JALANI
Lulus dari salah satu sekolah kedinasan yang ada, membuat saya tidak punya banyak pilihan selain menerima dan menjalaninya. Berat? - sangat. Tapi itu konsekuensinya.
Kenapa berat? Karna dari awal, mind-set saya sudah tersusun rapi "cepat lulus, kerja di daerah sendiri, gak perlu merantau sana sini lagi, dan semua akan stabil". Planning yang panjang pun sudah tersusun rapi, sampai isu-isu penyebaran kerja saya anggap angin lalu.
Dan istilah petir di siang bolong itu bener bagi saya.
Kaget dong, saat terima surat tembusan dari Jakarta mengenai penarikan kembali ke pusat, saat itu posisinya sebagai pegawai titipan di daerah. Di surat tersebut memerintahkan untuk membawa serta pakaian harian kerja, tanpa tahu tujuan penempatan selanjutnya dimana.
Sebagai pegawai baru yang mulai terbiasa dengan rutinitas kerja di kantor, tiba-tiba ditarik kembali ke pusat setelah menerima surat tembusan tersebut. Saat itu saya benar-benar merasa pikiran dan hati saya gak bisa sinkron sama sekali. Emosi naik turun, tapi sebisa mungkin saya sembunyikan karna tidak mau orang tua khawatir.

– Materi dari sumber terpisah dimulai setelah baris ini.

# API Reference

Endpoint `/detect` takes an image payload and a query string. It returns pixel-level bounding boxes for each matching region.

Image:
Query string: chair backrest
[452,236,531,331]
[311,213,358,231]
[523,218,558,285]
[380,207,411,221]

2000 lebih manusia dari sabang sampai marauke berkumpul disatu tempat, bertanya-tanya akan nasib wilayah kerja selanjutnya.
Satu persatu nama secara acak disebutkan sesuai Provinsi yang akan dituju. Banyak tangis pecah diruangan saat mendengar nama dan lokasi yang akan dituju. Jauh dari perkiraan.
Meleset. Semua planning yang sudah dibangun, berubah total.
Satu persatu dari kami berangkat menuju Provinsi tujuan. Dengan hanya berbekal pakaian harian kerja, tanpa mempersiapkan batin, kami berangkat ketempat tugas baru.
Kami berangkat hanya dengan mengetahui Provinsi yang dituju, tanpa mengetahui Kabupaten mana untuk lebih pastinya.
Bagaimana keadaan lokasi yang akan dituju pun, kami belum mengetahuinya sama sekali.
Sepanjang perjalanan dari Jakarta menuju lokasi tujuan, banyak dari kami yang hanya diam dan menangis, berusaha menguatkan satu sama lainnya tapi rasa percuma. Batin sendiri kian bergejolak dengan kenyataan yang ada.
Hingga kami lelah menangis dan meratapi tiket ditangan dengan nama masing-masing. Kami lelah. Sehingga pilihan terakhir adalah "jalani saja".
Terkesan pasrah, iya memang. Ini lah konsekuensinya.
Konsekuensi yang harus kita jalani tanpa bisa memilih.
Konsekuensi yang mana kita diharapkan dapat memberi perubahan di lokasi dimana kita ditempatkan.
Konsekuensi yang mana kita dituntut cepat beradaptasi dengan lingkungan mulai dari budaya sampai bahasa yang terdengar asing ditelinga.
Konsekuensi yang mana kita bekerja selalu membawa nama almamater.
Dan saya memilih, menjalaninya terlebih dahulu.
Jalani saja apa yang ada pada saat ini.
Jalani demi membantu beban kerja di lokasi penempatan.
Jalani sampai saat kesempatan pindah sudah dekat.
Semakin saya mencoba membuka pemikiran bahwa "saya gak sendiri", semakin banyak saya menemukan pekerja rantau lainnya.
Beda bidang kerja, tapi cukup untuk sharing dan menambah wawasan akan hal lain yang belum saya ketahui.
Disitu saya sadar akan pemikiran saya, siapa pun yang berada diperantauan, dia tidak sendiri. Semakin kita berusaha membuka diri dan mencari teman, kita akan selalu menemukan teman senasib ditanah rantau meskipun beda bidang pekerjaan.
Kita semua sama, sama-sama di tanah rantau.
Untuk temen-temen yang masih sama-sama berjuang ditanah rantau, entah itu di dalam negeri maupun di luar negeri, ataupun yang masih sekolah, kuliah maupun yang sudah bekerja - tetap semangat!
Jangan pernah takut merantau. Dimana ada kesempatan untuk berkembang, disitulah jalanmu, meskipun harus keluar dari comfort zone yang ada.